Hernandez eyed Metzger’s exit with a weary stare, but she said nothing. In the long, dark blur of indistinguishable days and nights, the reasons behind grudges and resentments had long since been lost. The four women, in Fletcher’s opinion, were all stuck in a loop, going over the same ground from moment to moment and year to year. Sidra had taken refuge in her psychological meltdown; Metzger had made a fortress of her anger and resentment; Hernandez had submerged into work, as always; and Fletcher sat on the sidelines, trying and failing to think of a way to quit this pointless game.
She watched Hernandez sit down across from her and stir the vegetable paste in the ceramic pot that sat on the table between them. “Another failed attempt at soup?” the captain asked. “Why don’t they ever listen to us and put in more water?”
“Because we’re just humans,” Fletcher griped. “What the hell could we possibly know about cooking our own meals?” She tilted her head back and gazed at the sparse starfield. “Find any good planets today?”
Hernandez shook her head. “We thought we did, but when we looked closer we picked up radio signals.”

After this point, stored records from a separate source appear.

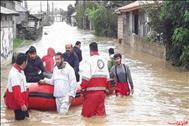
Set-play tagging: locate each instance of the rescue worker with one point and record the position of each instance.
(71, 57)
(110, 65)
(111, 58)
(94, 83)
(16, 96)
(64, 82)
(48, 60)
(77, 50)
(122, 77)
(34, 69)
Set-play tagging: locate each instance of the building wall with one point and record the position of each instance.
(126, 33)
(7, 28)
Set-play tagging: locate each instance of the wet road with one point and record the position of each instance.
(161, 91)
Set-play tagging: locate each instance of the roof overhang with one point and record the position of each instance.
(135, 5)
(6, 11)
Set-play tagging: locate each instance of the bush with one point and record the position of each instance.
(172, 18)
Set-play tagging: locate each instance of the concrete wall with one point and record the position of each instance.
(152, 48)
(125, 33)
(7, 30)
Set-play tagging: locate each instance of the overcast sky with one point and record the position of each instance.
(34, 6)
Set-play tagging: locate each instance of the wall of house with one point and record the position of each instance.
(126, 29)
(7, 30)
(152, 48)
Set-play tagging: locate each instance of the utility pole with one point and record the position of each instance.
(53, 10)
(84, 16)
(41, 7)
(47, 7)
(26, 5)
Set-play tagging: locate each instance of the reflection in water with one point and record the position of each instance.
(161, 92)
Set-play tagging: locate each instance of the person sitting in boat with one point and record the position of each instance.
(16, 96)
(34, 69)
(64, 82)
(71, 57)
(48, 62)
(121, 75)
(77, 50)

“Off-limits, then,” Fletcher replied.
“Exactly. Another day, another system off the list.” She picked up a clean bowl and spooned some greenish vegetable goop into it. “How was your day? Do anything interesting?”
“I finished my novel.”
“As in, you finished a first draft? Or as in, it’s done?”
“Well,” Fletcher replied with a shrug, “great works of art are never finished, only abandoned.”
“I see,” Hernandez said, lifting a spoonful of accidentally condensed soup. “Glad you’re so modest about it.” As soon as she had the spoon in her mouth, she winced. Then, with effort, she swallowed. “So,” she continued, twisting her tongue in disgust, “what is this great work of art?”